|Scrubs: Season Three (2003)
Starring: Zach Braff, John C. McGinley, Donald Faison, Sarah Chalke, Judy Reyes, Ken Jenkins, Neil Flynn, Robert Maschio, Sam Lloyd
Judging by its lofty status in the first and second editions of our TV Power Rankings, it's safe to say that "Scrubs" is a Bullz-Eye favorite. But not because it's funny and not because it's quirky, and not because it's poignant, intelligent and endearing. Instead, “Scrubs” is one of the best shows around because it’s all of those things, quite often all in one episode, qualities that set it apart from any other sitcom on TV today. And even if NBC stubbornly refuses to give this award-winning show its due props, banishing it to Tuesday nights instead of featuring it as part of Thursday’s so-called “Must See TV” lineup, “Scrubs” continues to win the hearts of fans and critics alike.
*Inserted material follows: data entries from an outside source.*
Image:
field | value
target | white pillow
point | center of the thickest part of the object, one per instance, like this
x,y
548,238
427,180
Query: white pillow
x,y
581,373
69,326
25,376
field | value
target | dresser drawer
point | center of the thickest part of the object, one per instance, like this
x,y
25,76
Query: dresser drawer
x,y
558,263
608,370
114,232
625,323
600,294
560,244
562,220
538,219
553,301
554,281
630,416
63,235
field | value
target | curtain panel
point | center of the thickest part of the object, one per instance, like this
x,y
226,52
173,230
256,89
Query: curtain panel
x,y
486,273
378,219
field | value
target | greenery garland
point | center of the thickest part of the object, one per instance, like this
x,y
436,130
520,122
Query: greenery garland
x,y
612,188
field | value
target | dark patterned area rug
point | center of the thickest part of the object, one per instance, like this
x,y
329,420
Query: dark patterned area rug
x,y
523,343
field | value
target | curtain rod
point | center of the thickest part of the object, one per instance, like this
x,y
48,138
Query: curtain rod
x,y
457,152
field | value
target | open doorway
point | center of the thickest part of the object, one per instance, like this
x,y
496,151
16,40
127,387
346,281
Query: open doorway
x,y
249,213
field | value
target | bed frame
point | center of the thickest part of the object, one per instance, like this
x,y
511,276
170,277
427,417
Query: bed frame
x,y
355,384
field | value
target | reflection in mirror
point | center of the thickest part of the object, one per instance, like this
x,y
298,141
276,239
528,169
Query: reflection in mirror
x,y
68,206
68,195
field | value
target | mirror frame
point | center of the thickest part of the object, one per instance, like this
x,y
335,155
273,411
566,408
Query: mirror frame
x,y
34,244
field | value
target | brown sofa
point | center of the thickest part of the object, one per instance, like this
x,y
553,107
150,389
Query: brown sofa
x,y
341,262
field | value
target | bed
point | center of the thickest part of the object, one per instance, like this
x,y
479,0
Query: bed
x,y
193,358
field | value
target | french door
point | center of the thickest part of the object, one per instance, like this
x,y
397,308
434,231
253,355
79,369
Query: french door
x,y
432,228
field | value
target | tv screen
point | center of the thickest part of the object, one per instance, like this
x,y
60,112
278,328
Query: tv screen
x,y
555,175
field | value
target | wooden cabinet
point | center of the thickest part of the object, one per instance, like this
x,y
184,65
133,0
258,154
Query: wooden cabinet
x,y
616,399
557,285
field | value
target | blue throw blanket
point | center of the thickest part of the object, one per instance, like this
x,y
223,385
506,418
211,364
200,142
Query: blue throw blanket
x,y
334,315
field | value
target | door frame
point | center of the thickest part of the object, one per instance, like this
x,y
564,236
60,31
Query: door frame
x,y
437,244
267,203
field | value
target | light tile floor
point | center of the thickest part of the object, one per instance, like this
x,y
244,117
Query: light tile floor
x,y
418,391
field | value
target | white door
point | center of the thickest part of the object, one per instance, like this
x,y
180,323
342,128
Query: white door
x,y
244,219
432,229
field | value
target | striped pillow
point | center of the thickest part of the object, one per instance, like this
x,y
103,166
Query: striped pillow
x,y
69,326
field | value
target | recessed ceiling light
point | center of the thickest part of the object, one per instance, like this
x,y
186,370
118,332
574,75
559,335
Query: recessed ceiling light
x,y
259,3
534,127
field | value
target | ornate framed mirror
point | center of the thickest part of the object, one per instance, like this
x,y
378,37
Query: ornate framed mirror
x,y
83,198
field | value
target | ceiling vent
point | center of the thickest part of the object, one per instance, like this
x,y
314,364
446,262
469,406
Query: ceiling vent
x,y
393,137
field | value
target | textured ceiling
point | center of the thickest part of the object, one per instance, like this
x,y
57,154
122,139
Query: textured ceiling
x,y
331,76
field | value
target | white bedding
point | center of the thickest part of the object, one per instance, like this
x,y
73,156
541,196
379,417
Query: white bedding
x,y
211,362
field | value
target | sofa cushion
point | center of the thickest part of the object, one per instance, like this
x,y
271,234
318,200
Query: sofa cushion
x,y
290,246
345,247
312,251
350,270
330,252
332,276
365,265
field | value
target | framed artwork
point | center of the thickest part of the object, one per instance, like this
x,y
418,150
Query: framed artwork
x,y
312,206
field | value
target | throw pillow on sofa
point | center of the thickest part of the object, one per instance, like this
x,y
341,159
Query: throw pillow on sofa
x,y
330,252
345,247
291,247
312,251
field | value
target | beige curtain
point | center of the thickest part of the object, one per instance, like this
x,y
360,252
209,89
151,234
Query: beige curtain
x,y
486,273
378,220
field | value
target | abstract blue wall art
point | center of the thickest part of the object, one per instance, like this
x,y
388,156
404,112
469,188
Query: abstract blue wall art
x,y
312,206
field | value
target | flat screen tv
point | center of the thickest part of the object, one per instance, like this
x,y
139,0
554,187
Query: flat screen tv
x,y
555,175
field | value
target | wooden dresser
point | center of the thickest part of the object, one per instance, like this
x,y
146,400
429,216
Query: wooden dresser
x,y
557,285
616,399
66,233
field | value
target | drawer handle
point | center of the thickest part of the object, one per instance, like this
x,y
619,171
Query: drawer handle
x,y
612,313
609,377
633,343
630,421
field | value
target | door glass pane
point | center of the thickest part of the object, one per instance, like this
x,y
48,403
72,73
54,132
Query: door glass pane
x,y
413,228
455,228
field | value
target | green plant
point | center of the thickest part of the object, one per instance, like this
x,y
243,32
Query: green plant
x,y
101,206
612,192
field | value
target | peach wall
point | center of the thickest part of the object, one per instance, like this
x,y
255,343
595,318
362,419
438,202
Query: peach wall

The show’s third season is another prime example of what makes “Scrubs” so compelling. Featuring 22 episodes, three of which are “Supersized” (26 minutes instead of the usual 21), this three-disc set finds the staff at Sacred Heart Hospital in a state of sweeping change. Turk (Donald Faison) and Carla (Judy Reyes) set a wedding date and begin planning for their future; Dr. Cox (John C. McGinley), who learned at the end of season two that he’s a father, now wonders if he has what it takes to be a dad; and, after being kicked around her entire life, Elliot (Sarah Chalke) sheds her pushover persona, gets a stunning makeover, and reconnects with her ex-boyfriend Sean (Scott Foley). As for J.D. (Zach Braff), he mourns the passing of an era now that his buddy’s getting married, briefly adopts a new mentor in Dr. Kevin Casey (guest star Michael J. Fox), and realizes that he’s still in love with Elliot. Or so he thinks, anyway. Once again rounding out the hospital staff are callous Chief of Medicine Bob Kelso (Ken Jenkins), perverted (and absolutely hilarious) surgeon “The Todd” (Robert Maschio), pathetic attorney Ted Buckland (Sam Lloyd), and The Janitor (Neil Flynn), who, along with eternal doormat Ted, takes on a more pronounced role in season three.
It’s tempting to claim that these episodes rank as some of the best in the show’s history, but that’d be selling “Scrubs” short. The truth is, every season is loaded with memorable episodes, and this one is no different. Elliot undergoes her dramatic transformation in the premiere, “My Own American Girl,” Cox tries to cope with his advancing age and J.D. learns that the Janitor had a bit role in “The Fugitive” (it’s true, look it up) in “My Friend the Doctor,” and Turk and Carla’s big day turns into a complete disaster in “My Best Friend’s Wedding.” Then there’s perhaps the season’s finest episode, “My Screw Up,” which features an excellent guest appearance from Brendan Fraser. In fact, there are several notable guest stars in this third season; some in bit roles, like Sulu from “Star Trek,” Marcia Brady and the Soup Nazi, and some in more extended roles, like Fraser, Tara Reid and Tom Cavanaugh. Then there’s Michael J. Fox, whose two-episode run as Dr. Casey is easily one of this set’s highlights. “My Porcelain God” in particular is a must-see.
Fans of the show have been treated to a jackpot of quality extras with each DVD release, and the list this time around is just as extensive. Series creator Bill Lawrence, who also helmed “Spin City,” discusses the various directors who worked on season three in the “Twist and Shoot” featurette while taking a closer look at the season’s guest stars in “Long-Term Residents.” Elliot’s extreme makeover, meanwhile, is examined in “The New Elliot,” “Don’t Try This at Home” reveals the inside info on the show’s various stunts, and old reliables like deleted scenes, gag reels and audio commentaries (on just two episodes) round out the bonus features.
In my review of the season-one DVD set, I wrote, “what ultimately makes ‘Scrubs’ more than just your average disposable sitcom is its ability to crack you up one minute and break your heart the next.” Forgive me for recycling the line here, but I’m not sure there’s a better way to explain the show’s charm. It’s one of the few series on television that can so delicately handle issues of love, life and loss while also pulling off an “I.P. Freely” joke (“Funny in third grade, funny now,” says Janitor). “Scrubs” may not be atop NBC’s list, but fans of the show know better, and you can bet most of them cleared a space for this season-three set in their personal collections, right next to their first and second season DVDs.